Key Questions Answered:

Q: How does this local brain age AI model differ from previous “brain age” algorithms?

A: Earlier methods reduce an entire MRI to a single age estimate, masking regional differences. The USC deep-learning model estimates brain age for each voxel, producing a detailed heatmap that reveals which regions are aging faster or slower than expected for a given chronological age.

Q: What surprising regional differences did the AI find in healthy brains?

A: Even among cognitively normal adults, frontal and temporal lobes typically appear biologically older than occipital and parietal lobes. The right hemisphere also showed modestly more advanced structural aging than the left, regardless of handedness.

Q: Can this model be used in routine clinical practice today?

A: Not yet. The model remains a research tool pending additional validation across diverse clinical imaging datasets and longitudinal studies to confirm predictive value for individual patient trajectories.

Editorial Notes:

  • This article was edited by a Neuroscience News editor.
  • Journal paper reviewed in full.
  • Additional context was added by staff to clarify methods and implications.

About this AI and brain aging research news

Author: Elizabeth Newcomb
Source: USC
Contact: Elizabeth Newcomb – USC
Image: The image is credited to Neuroscience News

Original research (open access): Deep learning maps local brain aging in relation to cognition across human adulthood, by Nikhil N. Chaudhari, Owen M. Vega Huerta, Samayan Bhattacharya, Nahian F. Chowdhury, Andrei Irimia and the Alzheimer’s Disease Neuroimaging Initiative. Proceedings of the National Academy of Sciences. DOI: 10.1073/pnas.2532233123


Abstract

Deep learning maps local brain aging in relation to cognition across human adulthood

Brain aging, the strongest risk factor for Alzheimer’s disease (AD), varies across cortical regions. Global brain age (GBA) is an imaging-derived summary that reduces structural aging to a single value, potentially obscuring regional patterns of vulnerability that precede AD. This study introduces a deep-learning architecture trained on T1-weighted MRIs from 14,748 cognitively normal participants across multiple sites to estimate local brain age (LBA) at the voxel level. The resulting spatial maps reveal relatively advanced aging in frontal and temporal lobes compared with parietal and occipital regions.

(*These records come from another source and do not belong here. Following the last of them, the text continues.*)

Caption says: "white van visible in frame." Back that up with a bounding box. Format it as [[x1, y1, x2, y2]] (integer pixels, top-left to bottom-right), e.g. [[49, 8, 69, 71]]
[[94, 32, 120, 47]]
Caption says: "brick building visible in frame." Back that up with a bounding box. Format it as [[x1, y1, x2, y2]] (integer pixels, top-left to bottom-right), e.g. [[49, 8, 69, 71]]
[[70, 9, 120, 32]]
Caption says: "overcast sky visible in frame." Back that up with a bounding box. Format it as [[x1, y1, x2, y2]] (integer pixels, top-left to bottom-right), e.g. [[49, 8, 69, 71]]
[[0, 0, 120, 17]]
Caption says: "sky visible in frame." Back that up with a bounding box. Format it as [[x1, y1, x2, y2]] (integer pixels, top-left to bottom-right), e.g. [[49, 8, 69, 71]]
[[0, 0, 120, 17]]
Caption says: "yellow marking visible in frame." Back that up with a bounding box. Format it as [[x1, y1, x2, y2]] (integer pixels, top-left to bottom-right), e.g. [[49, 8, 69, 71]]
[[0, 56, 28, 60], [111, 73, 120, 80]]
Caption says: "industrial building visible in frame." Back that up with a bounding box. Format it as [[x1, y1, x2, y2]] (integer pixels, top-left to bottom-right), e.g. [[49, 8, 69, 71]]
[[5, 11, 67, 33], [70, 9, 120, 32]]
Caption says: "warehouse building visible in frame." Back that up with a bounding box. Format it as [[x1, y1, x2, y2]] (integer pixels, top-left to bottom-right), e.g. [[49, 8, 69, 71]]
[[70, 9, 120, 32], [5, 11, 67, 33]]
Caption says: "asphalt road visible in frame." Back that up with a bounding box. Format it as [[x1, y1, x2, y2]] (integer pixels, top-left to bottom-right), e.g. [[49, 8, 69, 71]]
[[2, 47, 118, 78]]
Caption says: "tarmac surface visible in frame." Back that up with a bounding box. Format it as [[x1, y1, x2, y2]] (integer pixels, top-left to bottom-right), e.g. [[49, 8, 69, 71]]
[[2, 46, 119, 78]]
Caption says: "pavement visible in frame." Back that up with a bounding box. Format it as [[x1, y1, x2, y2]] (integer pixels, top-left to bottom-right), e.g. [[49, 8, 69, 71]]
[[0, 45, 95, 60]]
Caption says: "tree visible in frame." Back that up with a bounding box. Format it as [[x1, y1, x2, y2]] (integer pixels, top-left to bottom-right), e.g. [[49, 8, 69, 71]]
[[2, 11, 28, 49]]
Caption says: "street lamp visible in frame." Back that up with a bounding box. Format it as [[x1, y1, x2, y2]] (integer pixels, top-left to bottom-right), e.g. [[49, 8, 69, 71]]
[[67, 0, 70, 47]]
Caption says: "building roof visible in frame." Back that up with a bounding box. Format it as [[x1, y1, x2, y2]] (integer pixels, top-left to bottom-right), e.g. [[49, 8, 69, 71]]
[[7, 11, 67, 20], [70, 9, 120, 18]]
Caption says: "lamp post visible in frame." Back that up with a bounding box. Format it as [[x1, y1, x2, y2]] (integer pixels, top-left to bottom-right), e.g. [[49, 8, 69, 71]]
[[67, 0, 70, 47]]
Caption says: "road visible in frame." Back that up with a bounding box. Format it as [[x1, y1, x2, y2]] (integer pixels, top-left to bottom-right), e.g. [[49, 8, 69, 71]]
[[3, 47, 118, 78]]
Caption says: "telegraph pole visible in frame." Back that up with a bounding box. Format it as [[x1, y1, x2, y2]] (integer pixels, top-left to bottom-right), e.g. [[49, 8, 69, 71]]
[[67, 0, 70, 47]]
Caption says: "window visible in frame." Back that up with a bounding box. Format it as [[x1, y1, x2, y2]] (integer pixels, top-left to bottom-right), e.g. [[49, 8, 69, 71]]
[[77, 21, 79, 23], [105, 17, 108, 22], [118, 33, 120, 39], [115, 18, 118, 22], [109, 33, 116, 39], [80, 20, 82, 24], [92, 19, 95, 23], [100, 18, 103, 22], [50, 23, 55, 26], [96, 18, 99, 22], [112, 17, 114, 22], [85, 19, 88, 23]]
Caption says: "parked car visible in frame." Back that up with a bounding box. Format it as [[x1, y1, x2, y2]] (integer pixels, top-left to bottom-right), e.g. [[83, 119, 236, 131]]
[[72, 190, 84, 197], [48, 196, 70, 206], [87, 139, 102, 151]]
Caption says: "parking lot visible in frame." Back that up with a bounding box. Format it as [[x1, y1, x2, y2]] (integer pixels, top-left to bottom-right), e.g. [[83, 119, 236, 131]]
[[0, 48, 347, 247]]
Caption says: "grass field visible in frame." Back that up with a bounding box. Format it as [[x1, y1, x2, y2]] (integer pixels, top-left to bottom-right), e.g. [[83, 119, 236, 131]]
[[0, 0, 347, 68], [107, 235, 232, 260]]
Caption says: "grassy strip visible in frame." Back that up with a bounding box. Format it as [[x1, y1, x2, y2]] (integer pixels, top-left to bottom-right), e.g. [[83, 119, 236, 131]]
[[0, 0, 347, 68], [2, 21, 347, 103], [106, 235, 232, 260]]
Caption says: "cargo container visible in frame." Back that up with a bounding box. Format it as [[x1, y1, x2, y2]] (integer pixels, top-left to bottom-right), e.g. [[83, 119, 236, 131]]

Across diagnostic stages, findings show progressively advanced frontotemporal aging as neurodegeneration progresses from cognitively normal adults (N = 1,102) to mild cognitive impairment (MCI, N = 354) and Alzheimer’s disease (AD, N = 529). Compared to cognitively normal adults, cortical and subcortical structures that typically manifest early AD pathology exhibit significantly older LBAs in both early MCI and AD (P < 0.05). Deviations from normative regional aging are significantly associated with cognitive performance supported by those regions (P < 0.05), linking anatomical aging to functional outcomes. By quantifying regional variations in brain aging, this framework extends global brain-age models and provides anatomically interpretable measures to improve characterization of typical and pathological aging.